China to establish stock market for growth enterprises 2008-03-05 10:57:37   Print

Special Report: NPC, CPPCC Annual Sessions 2008    

    BEIJING, March 5 (Xinhua) -- China will establish a stock market for growth enterprises this year, said Premier Wen Jiabao while delivering a government work report here on Wednesday.

    "We will establish a market for growth enterprises, accelerate development of the bond market and steadily develop the futures market," Wen said at the opening of the First Session of the 11th National People's Congress (NPC), the national legislature.

    The market for growth enterprises was meant to be a NASDAQ-like growth enterprise board to help small start-ups, especially high-growth, high-tech firms, to raise funds. Listing thresholds will be lower than the main board.

    Xu Zhongheng, an NPC deputy and also Shenzhen mayor, said on Wednesday the time and conditions for the growth enterprise board are ripe.

    The market for growth enterprises will be opened at the Shenzhen Stock Exchange.

    Shang Fulin, chairman of the China Securities Regulatory Commission, said on Wednesday, after the premier's report, that there was no timetable yet and the commission would solicit opinions and suggestions on the market for growth enterprises after the NPC session concludes on March 18.

    Currently, nearly 200 companies were listed on the Shenzhen small and medium-sized enterprises (SMEs) board, whose market capitalization surpassed 120 billion U.S. dollars as of Dec. 11, more than four times the year-earlier level, when only 101 companies were listed.

    In 2007 alone, 93 companies were listed on the Shenzhen SMEs board, with the debut of Ningbo Bank yielding the largest proceeds of 4.14 billion yuan (582 million dollars).

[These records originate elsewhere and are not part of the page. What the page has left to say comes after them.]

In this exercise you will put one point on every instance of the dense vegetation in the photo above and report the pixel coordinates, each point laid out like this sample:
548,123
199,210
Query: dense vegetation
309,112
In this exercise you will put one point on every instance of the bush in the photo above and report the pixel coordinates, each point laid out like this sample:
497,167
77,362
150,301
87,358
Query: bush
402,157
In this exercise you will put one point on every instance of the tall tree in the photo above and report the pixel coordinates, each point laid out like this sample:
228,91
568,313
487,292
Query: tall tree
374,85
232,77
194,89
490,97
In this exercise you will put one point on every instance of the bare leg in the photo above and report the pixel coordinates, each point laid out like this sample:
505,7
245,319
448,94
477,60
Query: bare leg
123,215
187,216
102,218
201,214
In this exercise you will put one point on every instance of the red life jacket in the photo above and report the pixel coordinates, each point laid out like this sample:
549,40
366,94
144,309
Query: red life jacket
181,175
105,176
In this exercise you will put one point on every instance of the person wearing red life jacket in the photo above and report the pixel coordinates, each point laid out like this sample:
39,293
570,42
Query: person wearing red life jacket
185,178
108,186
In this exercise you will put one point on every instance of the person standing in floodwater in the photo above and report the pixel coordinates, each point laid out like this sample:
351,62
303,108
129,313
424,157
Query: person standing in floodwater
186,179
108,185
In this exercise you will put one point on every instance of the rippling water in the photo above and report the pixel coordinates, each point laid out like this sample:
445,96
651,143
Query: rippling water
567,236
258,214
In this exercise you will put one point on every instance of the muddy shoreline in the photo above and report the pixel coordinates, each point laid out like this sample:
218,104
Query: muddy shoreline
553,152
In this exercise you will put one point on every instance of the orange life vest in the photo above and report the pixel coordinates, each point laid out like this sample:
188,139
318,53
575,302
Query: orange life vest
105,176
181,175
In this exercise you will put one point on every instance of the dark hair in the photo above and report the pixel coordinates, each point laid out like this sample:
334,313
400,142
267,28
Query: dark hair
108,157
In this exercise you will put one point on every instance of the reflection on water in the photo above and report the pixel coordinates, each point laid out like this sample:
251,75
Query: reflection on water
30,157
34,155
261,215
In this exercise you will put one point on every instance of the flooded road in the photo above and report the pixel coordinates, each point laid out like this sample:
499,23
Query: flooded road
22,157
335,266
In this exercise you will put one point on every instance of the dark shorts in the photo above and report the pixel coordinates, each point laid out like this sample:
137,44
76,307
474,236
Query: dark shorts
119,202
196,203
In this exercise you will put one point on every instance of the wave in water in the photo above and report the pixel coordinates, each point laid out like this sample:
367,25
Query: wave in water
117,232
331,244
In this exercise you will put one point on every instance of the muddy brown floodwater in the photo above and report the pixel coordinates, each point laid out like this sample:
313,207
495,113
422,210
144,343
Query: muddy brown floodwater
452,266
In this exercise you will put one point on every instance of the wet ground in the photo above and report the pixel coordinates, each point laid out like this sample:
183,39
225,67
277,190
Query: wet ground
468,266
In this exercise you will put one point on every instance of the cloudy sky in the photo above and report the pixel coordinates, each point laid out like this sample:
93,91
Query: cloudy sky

    China launched its securities market in 1990 with the opening of the Shenzhen Stock Exchange and the Shanghai Stock Exchange.

    The country saw a round of bull stock market in 2007, with the key benchmark Shanghai Composite Index soaring from 2,728 points in January to 5,261 points, or 92.85 percent, on December 28.

    In fact, the market has been on a bullish run for 29 months from June 6, 2005 to November 2007, longer than the general bullish market cycle of 17 to 24 months.

    But it has dipped since last November, interlaid by several upturns that failed to turn the scale.